The following article written by Gregory Wilpert originally appeared on the VenezuelAnalysis.com website, July 11, 2006. This is a revised version of a paper that was presented at the University of Wisconsin-Madison Havens Center, April 11, 2006.
The main obstacles to 21st century socialism in Venezuela fall into the two general categories of external and internal obstacles. The external obstacles are those that are external to the Bolivarian project, such as a domestic opposition that continuously seeks to undermine the Chavez government without engaging in the political process, a U.S. government that is intent on isolating the Chavez government, and domestic and international forces of capital that make 21st century socialism in one country extremely difficult to institute. The internal obstacles include the persistence of an anti-democratic political culture of patronage and of personalism.
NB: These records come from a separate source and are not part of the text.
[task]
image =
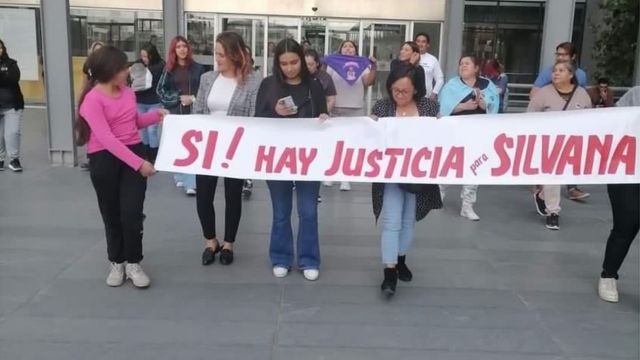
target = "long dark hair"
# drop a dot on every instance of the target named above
(291, 46)
(5, 54)
(348, 41)
(412, 44)
(402, 70)
(237, 51)
(102, 66)
(152, 53)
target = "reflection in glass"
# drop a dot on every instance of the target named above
(313, 31)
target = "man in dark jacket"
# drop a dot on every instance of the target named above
(11, 106)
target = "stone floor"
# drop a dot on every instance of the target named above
(504, 288)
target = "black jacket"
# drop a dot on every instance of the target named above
(10, 93)
(169, 93)
(271, 90)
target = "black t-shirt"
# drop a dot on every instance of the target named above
(308, 97)
(481, 83)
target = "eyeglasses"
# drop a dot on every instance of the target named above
(400, 91)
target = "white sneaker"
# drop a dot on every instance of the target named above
(280, 271)
(137, 275)
(311, 274)
(467, 211)
(608, 289)
(116, 275)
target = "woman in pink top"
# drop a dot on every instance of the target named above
(108, 124)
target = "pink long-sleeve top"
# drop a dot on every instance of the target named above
(114, 123)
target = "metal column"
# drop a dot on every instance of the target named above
(556, 28)
(58, 77)
(172, 15)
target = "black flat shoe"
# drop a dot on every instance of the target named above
(209, 255)
(388, 286)
(226, 257)
(404, 274)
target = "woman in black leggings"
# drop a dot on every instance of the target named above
(625, 204)
(230, 90)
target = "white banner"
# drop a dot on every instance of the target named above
(581, 147)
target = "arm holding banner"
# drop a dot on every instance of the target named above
(490, 99)
(200, 105)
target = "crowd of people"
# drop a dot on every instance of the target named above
(122, 104)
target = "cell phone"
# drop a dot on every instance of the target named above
(288, 102)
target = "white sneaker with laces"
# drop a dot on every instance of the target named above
(137, 275)
(311, 274)
(280, 271)
(116, 275)
(608, 289)
(468, 212)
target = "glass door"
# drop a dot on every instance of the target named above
(252, 31)
(382, 41)
(280, 29)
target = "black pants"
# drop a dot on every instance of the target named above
(206, 186)
(625, 203)
(120, 191)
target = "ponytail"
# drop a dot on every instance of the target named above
(81, 128)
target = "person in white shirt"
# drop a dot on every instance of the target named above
(229, 90)
(432, 70)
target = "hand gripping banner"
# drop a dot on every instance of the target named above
(595, 146)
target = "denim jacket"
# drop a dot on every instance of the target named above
(169, 92)
(243, 101)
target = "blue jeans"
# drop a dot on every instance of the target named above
(398, 220)
(281, 246)
(149, 134)
(189, 180)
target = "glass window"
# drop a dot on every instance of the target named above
(510, 31)
(201, 32)
(578, 26)
(149, 29)
(280, 29)
(33, 90)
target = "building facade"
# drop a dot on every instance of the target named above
(522, 34)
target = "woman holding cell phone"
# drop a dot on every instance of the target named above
(291, 92)
(468, 94)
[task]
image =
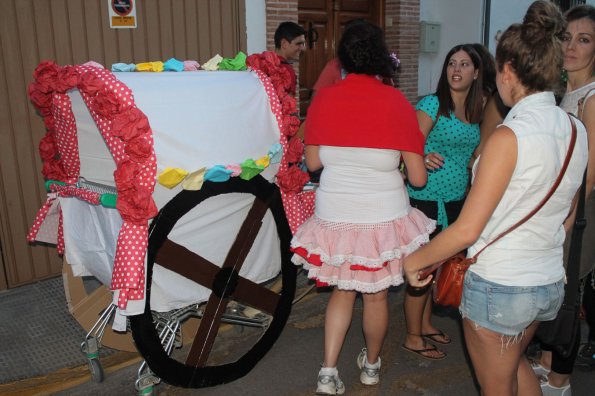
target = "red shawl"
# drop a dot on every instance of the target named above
(361, 111)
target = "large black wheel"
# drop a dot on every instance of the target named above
(225, 283)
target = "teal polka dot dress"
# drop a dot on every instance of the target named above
(455, 141)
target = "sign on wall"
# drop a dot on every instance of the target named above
(122, 14)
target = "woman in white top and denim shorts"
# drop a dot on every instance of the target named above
(517, 281)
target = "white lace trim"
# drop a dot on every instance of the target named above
(338, 260)
(355, 285)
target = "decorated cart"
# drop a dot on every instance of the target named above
(179, 192)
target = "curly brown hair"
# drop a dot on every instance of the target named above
(534, 48)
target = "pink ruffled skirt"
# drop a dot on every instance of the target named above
(363, 257)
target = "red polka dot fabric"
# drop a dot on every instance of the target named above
(298, 206)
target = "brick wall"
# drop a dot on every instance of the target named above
(403, 38)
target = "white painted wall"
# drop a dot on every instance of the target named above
(504, 13)
(256, 26)
(461, 21)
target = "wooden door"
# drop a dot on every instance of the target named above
(324, 21)
(73, 32)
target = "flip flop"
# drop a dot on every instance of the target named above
(420, 352)
(433, 337)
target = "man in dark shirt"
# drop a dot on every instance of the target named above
(290, 41)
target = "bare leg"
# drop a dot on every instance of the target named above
(426, 321)
(415, 306)
(526, 379)
(546, 359)
(375, 323)
(500, 365)
(558, 380)
(339, 312)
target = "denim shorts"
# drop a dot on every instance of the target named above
(508, 310)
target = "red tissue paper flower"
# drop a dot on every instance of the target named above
(90, 84)
(291, 124)
(41, 100)
(295, 149)
(292, 179)
(136, 205)
(106, 104)
(130, 124)
(52, 170)
(47, 148)
(268, 62)
(125, 175)
(46, 76)
(139, 149)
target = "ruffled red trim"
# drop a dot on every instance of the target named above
(315, 260)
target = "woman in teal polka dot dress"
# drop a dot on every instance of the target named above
(450, 121)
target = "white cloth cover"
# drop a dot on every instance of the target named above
(198, 120)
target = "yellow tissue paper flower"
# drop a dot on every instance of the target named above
(194, 180)
(150, 66)
(157, 66)
(263, 161)
(171, 177)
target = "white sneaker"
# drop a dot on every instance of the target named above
(329, 384)
(538, 369)
(370, 374)
(549, 390)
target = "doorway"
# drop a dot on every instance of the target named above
(324, 21)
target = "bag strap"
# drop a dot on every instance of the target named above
(546, 198)
(574, 255)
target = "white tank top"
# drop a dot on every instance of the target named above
(531, 255)
(360, 185)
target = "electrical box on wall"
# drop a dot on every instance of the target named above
(429, 39)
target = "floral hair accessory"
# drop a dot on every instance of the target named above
(396, 61)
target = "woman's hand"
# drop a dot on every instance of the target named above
(433, 161)
(413, 276)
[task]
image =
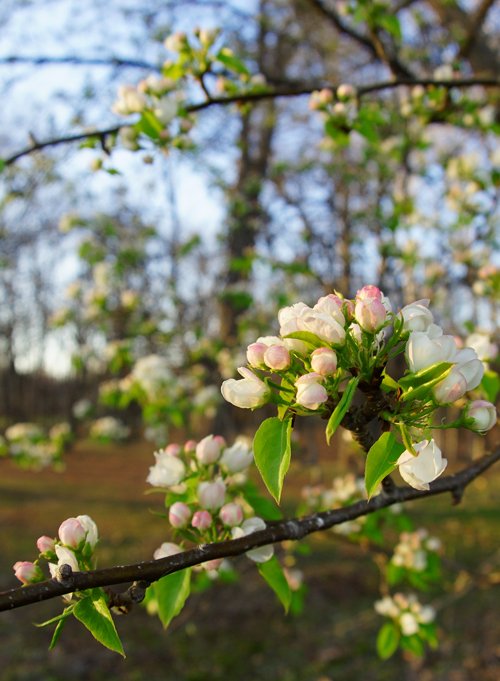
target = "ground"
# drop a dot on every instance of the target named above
(239, 631)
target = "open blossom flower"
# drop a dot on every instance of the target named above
(247, 393)
(424, 349)
(370, 311)
(91, 533)
(277, 358)
(417, 316)
(167, 472)
(211, 495)
(326, 321)
(201, 520)
(418, 471)
(310, 393)
(483, 415)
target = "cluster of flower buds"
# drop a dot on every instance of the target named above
(77, 538)
(412, 551)
(337, 343)
(406, 612)
(204, 484)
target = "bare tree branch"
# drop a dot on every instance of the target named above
(392, 61)
(143, 574)
(295, 91)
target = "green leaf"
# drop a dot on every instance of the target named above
(263, 506)
(341, 409)
(273, 574)
(93, 612)
(272, 451)
(171, 592)
(413, 644)
(387, 640)
(57, 633)
(149, 125)
(381, 460)
(307, 337)
(491, 385)
(226, 57)
(388, 383)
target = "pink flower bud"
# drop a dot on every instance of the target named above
(451, 388)
(255, 354)
(208, 450)
(72, 533)
(179, 514)
(370, 311)
(324, 361)
(201, 520)
(483, 415)
(231, 514)
(310, 392)
(173, 449)
(45, 544)
(27, 572)
(277, 357)
(211, 495)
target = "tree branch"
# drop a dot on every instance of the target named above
(392, 61)
(295, 91)
(142, 574)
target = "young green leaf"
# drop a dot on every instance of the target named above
(381, 461)
(57, 633)
(341, 409)
(273, 574)
(171, 593)
(387, 640)
(263, 506)
(272, 452)
(93, 612)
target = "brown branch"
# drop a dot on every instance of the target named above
(367, 42)
(142, 574)
(256, 97)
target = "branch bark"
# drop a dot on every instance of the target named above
(256, 97)
(143, 574)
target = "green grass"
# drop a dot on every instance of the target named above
(239, 631)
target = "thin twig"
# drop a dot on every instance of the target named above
(255, 97)
(293, 529)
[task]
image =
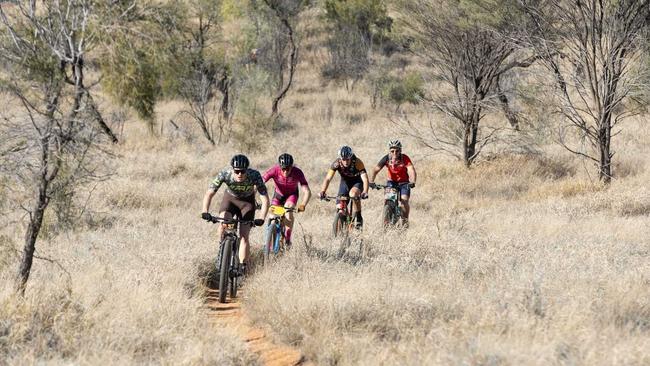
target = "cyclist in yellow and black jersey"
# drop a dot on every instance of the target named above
(354, 180)
(239, 199)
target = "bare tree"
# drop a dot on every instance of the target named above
(51, 144)
(286, 49)
(468, 54)
(591, 48)
(203, 71)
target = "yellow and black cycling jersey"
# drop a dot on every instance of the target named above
(355, 169)
(245, 188)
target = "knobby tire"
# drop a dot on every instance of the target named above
(389, 214)
(224, 273)
(235, 266)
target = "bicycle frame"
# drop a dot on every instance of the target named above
(343, 212)
(275, 235)
(392, 209)
(228, 264)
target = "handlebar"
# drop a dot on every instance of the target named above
(223, 220)
(340, 198)
(382, 186)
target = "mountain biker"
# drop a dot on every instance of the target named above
(287, 177)
(354, 180)
(400, 170)
(239, 198)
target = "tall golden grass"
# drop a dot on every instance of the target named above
(523, 259)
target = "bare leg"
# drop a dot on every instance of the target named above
(288, 221)
(356, 205)
(244, 249)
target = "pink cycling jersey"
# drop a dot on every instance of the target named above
(285, 186)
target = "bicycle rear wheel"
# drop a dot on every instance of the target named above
(224, 273)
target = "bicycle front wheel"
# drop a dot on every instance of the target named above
(224, 273)
(234, 279)
(338, 226)
(388, 214)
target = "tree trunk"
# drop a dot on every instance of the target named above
(505, 105)
(604, 140)
(293, 60)
(35, 222)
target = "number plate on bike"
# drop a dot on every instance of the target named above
(390, 194)
(278, 210)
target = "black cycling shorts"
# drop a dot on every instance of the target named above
(242, 207)
(347, 184)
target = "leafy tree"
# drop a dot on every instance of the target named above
(136, 41)
(56, 142)
(468, 44)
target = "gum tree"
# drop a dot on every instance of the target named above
(592, 49)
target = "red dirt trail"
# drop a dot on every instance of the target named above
(231, 315)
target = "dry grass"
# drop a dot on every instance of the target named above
(524, 259)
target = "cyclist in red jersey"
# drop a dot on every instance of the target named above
(400, 170)
(287, 178)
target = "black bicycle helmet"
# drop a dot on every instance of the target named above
(239, 161)
(285, 160)
(395, 144)
(345, 152)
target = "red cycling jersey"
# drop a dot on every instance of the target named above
(396, 168)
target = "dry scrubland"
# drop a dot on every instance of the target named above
(523, 259)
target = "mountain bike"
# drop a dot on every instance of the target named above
(391, 213)
(275, 240)
(344, 222)
(228, 265)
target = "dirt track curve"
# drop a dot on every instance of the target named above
(231, 315)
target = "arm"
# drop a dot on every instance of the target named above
(306, 194)
(328, 179)
(207, 198)
(375, 170)
(380, 165)
(265, 204)
(412, 174)
(364, 179)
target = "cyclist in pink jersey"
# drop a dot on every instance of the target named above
(287, 178)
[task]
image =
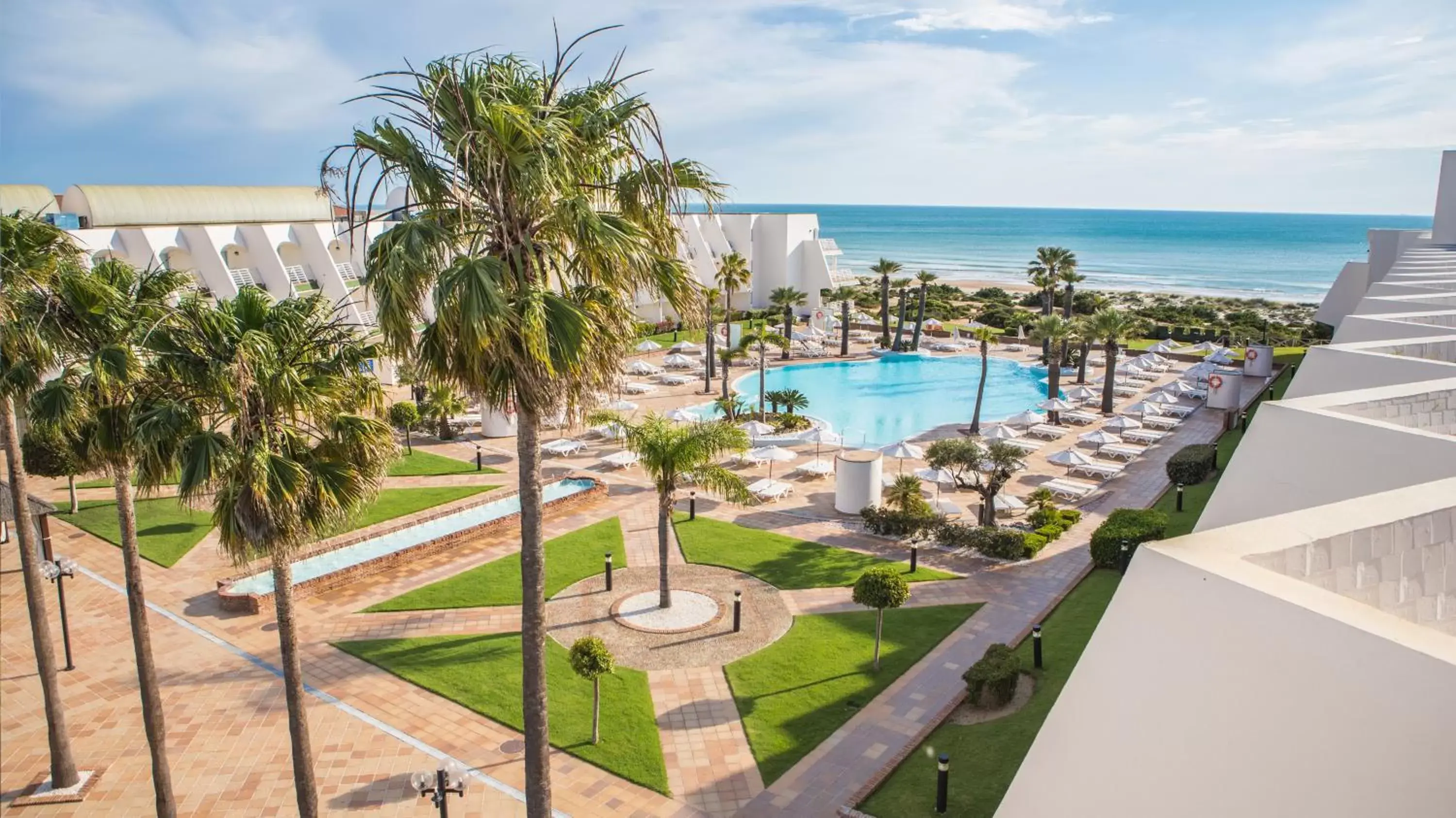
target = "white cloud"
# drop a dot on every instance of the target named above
(999, 15)
(200, 66)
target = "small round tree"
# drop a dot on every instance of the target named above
(592, 660)
(880, 589)
(49, 453)
(405, 417)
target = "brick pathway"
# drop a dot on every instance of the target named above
(710, 763)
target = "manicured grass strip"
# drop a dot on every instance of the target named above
(1196, 497)
(797, 692)
(484, 673)
(985, 757)
(426, 465)
(166, 530)
(777, 559)
(398, 503)
(568, 558)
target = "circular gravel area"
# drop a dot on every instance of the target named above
(586, 609)
(689, 612)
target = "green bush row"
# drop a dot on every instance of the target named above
(1129, 526)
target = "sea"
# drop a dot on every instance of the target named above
(1285, 257)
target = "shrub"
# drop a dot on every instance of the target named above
(992, 680)
(1129, 526)
(1050, 532)
(1193, 463)
(894, 523)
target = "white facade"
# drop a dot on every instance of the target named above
(782, 249)
(1296, 655)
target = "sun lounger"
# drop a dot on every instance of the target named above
(1047, 431)
(1143, 436)
(1122, 450)
(1103, 471)
(771, 491)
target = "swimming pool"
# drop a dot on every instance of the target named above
(375, 548)
(897, 396)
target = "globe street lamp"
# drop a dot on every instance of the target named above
(447, 779)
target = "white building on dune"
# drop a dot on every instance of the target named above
(1296, 654)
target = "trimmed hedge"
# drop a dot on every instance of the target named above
(1193, 463)
(1129, 526)
(992, 680)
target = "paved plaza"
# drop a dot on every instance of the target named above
(226, 718)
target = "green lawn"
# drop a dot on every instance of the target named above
(424, 465)
(985, 757)
(398, 503)
(568, 558)
(484, 673)
(1196, 497)
(777, 559)
(797, 692)
(166, 530)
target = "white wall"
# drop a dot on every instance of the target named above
(1202, 698)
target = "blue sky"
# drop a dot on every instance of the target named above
(1272, 105)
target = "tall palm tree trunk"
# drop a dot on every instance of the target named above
(533, 616)
(919, 321)
(152, 717)
(900, 322)
(664, 516)
(305, 782)
(884, 309)
(1107, 382)
(980, 392)
(63, 765)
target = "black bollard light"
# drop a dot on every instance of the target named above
(943, 784)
The opposition includes practically all sectors that used to have a determining role in Venezuelan society, such as the former governing parties, the old union federation, the church hierarchy, big business, and almost all of the private mass media. The key problem for the Chavez government with this opposition is not so much its power, which it has lost steadily largely due to its own disorganization and failures, but its unwillingness to play the democratic game, as it did during the April 2002 coup attempt, the December 2003 oil industry shutdown, and the December 2005 boycott of the National Assembly elections. Rarely during the Chavez presidency has this opposition come forward with concrete proposals about how it would govern Venezuela differently. Currently the opposition is continuing on this track of denying the government’s legitimacy by threatening to boycott the December 2006 presidential elections, on the basis that the electoral registry is flawed. However, an audit by the Inter-American Human Rights Institute showed that errors in the registry were negligible. The gradual self-destruction of the opposition, though, has made the opposition less of an obstacle and has thus increased the government’s freedom to maneuver.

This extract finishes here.